Anti-sprawl policies in a system of congested cities ...
May 10, 2008 - correlated with its geographical sprawl (GS). There has been persistent and widespread empirical evidence on the validity of the log of .... Anas and Rhee (2007) presented a numerically solvable theoretical model in which jobs are free

Price-cap regulation of congested airports - EBSCOhost
Jan 19, 2011 - H. Yang, A. Zhang welfare maximization. As a result, price regulations may be called upon to contain market power of an airport, which has the ...

The Wide Lens: A New Strategy for Innovation
The sad truth is that many companies fail because they focus too intensely on ... from Kenya to California, from transport to telecommunications, to reveal the ...

ranking geral_valeEscolar.pdf
Download. Connect more apps... Try one of the apps below to open or edit this item. ranking geral_valeEscolar.pdf. ranking geral_valeEscolar.pdf. Open. Extract.

Ranking Arizona - Snell & Wilmer
Apr 17, 2017 - ... business leaders throughout Arizona, participated in an online opinion poll ... company's revenue and number of employees. About Snell & Wilmer. Founded in 1938, Snell & Wilmer is a full-service business law firm with ...

RANKING MASCULINO.pdf
Page 1 of 1. RANKING MASCULINO.pdf. RANKING MASCULINO.pdf. Open. Extract. Open with. Sign In. Main menu. Displaying RANKING MASCULINO.pdf.

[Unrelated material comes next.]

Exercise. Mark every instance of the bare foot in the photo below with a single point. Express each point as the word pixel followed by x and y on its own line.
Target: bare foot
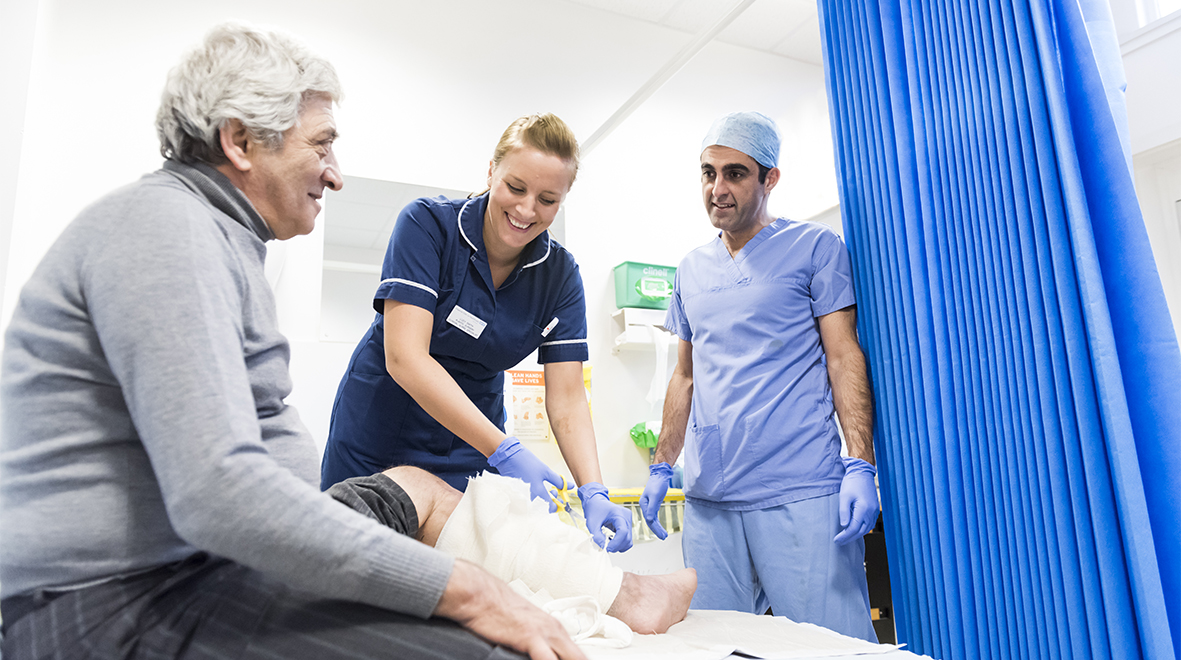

Beamforming capacity optimization for MISO systems ...
in MISO systems, when the transmitter has both mean and covariance ... most instances of wireless communications, difficult or even ...... Signals, Systems Computers (ACSSC), Oct. 2005, pp. ... Communications and Networking, no. 8, p.

RANKING EBA.pdf
em 6,2 milhões de animais, perdendo apenas para a China com 10,2 milhões de. Page 1 of 1. RANKING EBA.pdf. RANKING EBA.pdf. Open. Extract. Open with.